Waning women at work -Roshan Kishore

-Hindustan Times

Labour Force Participation Rate (LFPR), which measures the share of population which is either working or looking for work, was 54.9% for men and 18.2% for women in rural areas. These figures were 55.6% and 25.3%, respectively in the 2011-12 EUS

Two unrelated announcements on June 3 are worth taking note of in context of the challenges faced by India’s women workers. The Aam Aadmi Party (AAP) government in Delhi announced that it will make travelling free for women in Delhi Metro and Delhi Transport Corporation and so-called cluster buses in the national capital. The same day, Zomato, a food search and delivery Unicorn, announced a 26-week parenting leave for both men and women employees along with a $1000 endowment per child. “A myopic view of primary care-giving not only alienates one half of our workforce, but also creates circumstances that lead to fewer female leaders within organisations, the community and the nation”, the company said in its statement.

Last week, the National Sample Survey Office (NSSO) published the findings of the first Periodic Labour Force Survey (PLFS) report. The PLFS is the first comprehensive official set of statistics on employment in India after the 2011-12 Employment Unemployment Survey (EUS). One of the major findings of the PLFS is that the already existing trend of women withdrawing themselves from the workforce has intensified.
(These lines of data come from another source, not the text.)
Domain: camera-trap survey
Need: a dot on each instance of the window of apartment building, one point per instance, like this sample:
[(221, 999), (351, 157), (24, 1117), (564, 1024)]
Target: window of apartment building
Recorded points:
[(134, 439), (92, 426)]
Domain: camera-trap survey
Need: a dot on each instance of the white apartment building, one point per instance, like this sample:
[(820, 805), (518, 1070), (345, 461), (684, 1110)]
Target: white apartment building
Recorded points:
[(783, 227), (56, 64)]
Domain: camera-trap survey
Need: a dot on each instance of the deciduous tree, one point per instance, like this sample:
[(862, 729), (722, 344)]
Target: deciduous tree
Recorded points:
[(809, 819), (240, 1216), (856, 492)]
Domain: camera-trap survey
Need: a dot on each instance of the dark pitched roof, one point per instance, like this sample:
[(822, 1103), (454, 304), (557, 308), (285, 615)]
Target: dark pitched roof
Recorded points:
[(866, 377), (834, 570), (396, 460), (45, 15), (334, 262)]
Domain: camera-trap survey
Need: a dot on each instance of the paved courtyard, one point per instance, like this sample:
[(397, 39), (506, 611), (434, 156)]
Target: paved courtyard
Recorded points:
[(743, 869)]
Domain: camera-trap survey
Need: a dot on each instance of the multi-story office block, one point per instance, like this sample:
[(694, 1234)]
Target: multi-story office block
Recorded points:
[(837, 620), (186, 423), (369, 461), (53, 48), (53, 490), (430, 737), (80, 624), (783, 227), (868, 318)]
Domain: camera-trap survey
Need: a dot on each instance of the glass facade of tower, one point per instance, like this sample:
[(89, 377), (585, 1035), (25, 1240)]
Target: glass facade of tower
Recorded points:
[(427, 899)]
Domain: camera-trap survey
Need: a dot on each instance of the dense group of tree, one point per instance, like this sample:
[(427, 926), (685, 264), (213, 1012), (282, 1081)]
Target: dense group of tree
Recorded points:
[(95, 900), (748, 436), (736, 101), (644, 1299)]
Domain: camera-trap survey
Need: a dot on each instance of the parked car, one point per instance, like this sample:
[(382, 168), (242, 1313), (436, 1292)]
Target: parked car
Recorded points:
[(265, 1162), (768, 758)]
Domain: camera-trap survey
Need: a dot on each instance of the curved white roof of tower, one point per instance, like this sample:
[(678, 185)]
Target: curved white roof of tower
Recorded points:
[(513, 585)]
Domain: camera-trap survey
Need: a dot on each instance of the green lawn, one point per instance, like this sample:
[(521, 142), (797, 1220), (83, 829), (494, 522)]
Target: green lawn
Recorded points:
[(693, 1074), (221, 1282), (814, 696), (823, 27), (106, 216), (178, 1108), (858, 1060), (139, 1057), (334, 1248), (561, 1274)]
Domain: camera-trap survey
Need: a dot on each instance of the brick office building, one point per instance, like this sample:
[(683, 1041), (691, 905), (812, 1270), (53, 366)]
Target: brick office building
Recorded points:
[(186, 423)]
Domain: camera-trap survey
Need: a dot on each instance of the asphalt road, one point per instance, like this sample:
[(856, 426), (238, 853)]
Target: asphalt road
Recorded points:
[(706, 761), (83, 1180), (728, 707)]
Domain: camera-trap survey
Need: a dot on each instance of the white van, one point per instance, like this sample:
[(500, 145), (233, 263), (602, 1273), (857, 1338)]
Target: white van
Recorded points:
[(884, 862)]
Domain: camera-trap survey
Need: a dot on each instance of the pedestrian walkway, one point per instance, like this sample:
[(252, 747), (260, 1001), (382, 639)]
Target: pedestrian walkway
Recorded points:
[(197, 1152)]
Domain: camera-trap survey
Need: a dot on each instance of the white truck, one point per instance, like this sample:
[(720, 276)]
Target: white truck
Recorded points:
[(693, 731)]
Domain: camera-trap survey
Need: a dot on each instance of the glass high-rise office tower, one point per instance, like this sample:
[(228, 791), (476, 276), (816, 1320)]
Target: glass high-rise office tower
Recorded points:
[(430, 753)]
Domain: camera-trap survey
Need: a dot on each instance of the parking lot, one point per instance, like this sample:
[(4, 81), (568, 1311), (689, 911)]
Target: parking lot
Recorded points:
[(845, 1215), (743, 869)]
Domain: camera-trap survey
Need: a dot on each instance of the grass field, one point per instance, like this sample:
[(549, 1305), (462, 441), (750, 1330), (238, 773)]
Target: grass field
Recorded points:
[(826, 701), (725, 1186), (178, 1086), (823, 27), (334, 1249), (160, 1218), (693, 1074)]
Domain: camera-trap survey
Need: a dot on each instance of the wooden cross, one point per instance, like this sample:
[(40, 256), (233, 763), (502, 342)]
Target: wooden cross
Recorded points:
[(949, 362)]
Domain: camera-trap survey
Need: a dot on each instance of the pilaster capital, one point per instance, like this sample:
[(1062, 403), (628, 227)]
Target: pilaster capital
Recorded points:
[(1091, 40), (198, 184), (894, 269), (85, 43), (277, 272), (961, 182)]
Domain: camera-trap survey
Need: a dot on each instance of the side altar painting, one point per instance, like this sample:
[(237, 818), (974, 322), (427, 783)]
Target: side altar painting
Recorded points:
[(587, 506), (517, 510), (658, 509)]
Labour Force Participation Rate (LFPR), which measures the share of population which is either working or looking for work, was 54.9% for men and 18.2% for women in rural areas. These figures were 55.6% and 25.3%, respectively in the 2011-12 EUS. The ratio of LFPR for male and population in rural India has increased from 1.7 in 1993-94 to 3 in 2017-18. This gap has always been much higher in urban India, although it has actually gone down marginally between 2009-10 (3.8) and 2017-18 (3.6).

The PLFS report also gives LFPR for persons in the age group of 15-29 years in both rural and urban areas from 2004-05. Here too, the ratio of LFPR among men and women has increased consistently from 1.8 to 3.7 in the rural areas, while it has declined marginally from 3.6 to 3.3 between 2009-10 and 2017-18 in urban areas.